La spinta di Israele a estrarre sperma dai suoi soldati morti è diventata un progetto statale di continuità ebraica, che contrasta in modo grottesco con la devastazione riproduttiva che infligge alle donne palestinesi.
Dal 7 ottobre 2023, il prelievo post-mortem di sperma (PMSR) è passato da una pratica rara e controversa dal punto di vista etico a una politica approvata e finanziata dallo Stato, secondo quanto riporta +972, con circa un quarto di tutti i soldati maschi uccisi sottoposti alla procedura.
Un'ordinanza di emergenza consente ai genitori degli israeliani deceduti di autorizzare la procedura senza l'approvazione del tribunale, e gli ufficiali militari ora propongono attivamente l'opzione quando informano le famiglie.
L'estrazione, che consiste in un'incisione ai testicoli entro 72 ore dalla morte, seguita dal congelamento in laboratorio delle cellule vitali, è finanziata e supervisionata dal Ministero della Salute in quattro importanti ospedali, e i genitori rappresentano il 77% delle richieste, un ruolo che nessun altro paese concede.
L'ossessione per la riproduzione ebraica non si limita ai defunti: Israele ha uno dei sistemi di trattamento della fertilità più generosi al mondo, eseguendo più procedure di fecondazione in vitro pro capite rispetto a qualsiasi altra nazione, e la maternità surrogata è legale.
Il contrasto con il trattamento riservato da Israele alle donne palestinesi è devastante:
➡️ da decenni, i tassi di natalità palestinesi sono considerati una "minaccia strategica".
➡️ a Gaza, Israele ha bombardato le sale parto e le cliniche per la fertilità; i casi di aborto spontaneo sono triplicati nella prima metà del 2026.
➡️ l'assedio in corso, il diniego di cibo e aiuti umanitari, il crollo dell'assistenza prenatale e le scarse condizioni igieniche hanno fatto diminuire il tasso di natalità del 3,2% quest'anno.

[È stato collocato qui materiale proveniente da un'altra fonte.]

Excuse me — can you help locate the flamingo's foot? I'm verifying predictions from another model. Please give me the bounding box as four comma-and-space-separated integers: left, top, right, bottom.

➡️ nella Cisgiordania, le restrizioni alla circolazione, gli attacchi ripetuti alle strutture sanitarie e ai posti di blocco hanno ripetutamente interrotto l'assistenza riproduttiva.
La ricerca della sociologa Gala Rexer sulle ansie demografiche rivela la spiacevole verità: i posti di blocco determinano se una donna incinta possa raggiungere un ospedale in tempo, e le infrastrutture mediche e l'accesso determinano chi può partorire in sicurezza.
Nel frattempo, il prelievo post-mortem di sperma funge da supporto riproduttivo per uno Stato militarista, espansionista e ossessionato da sé stesso.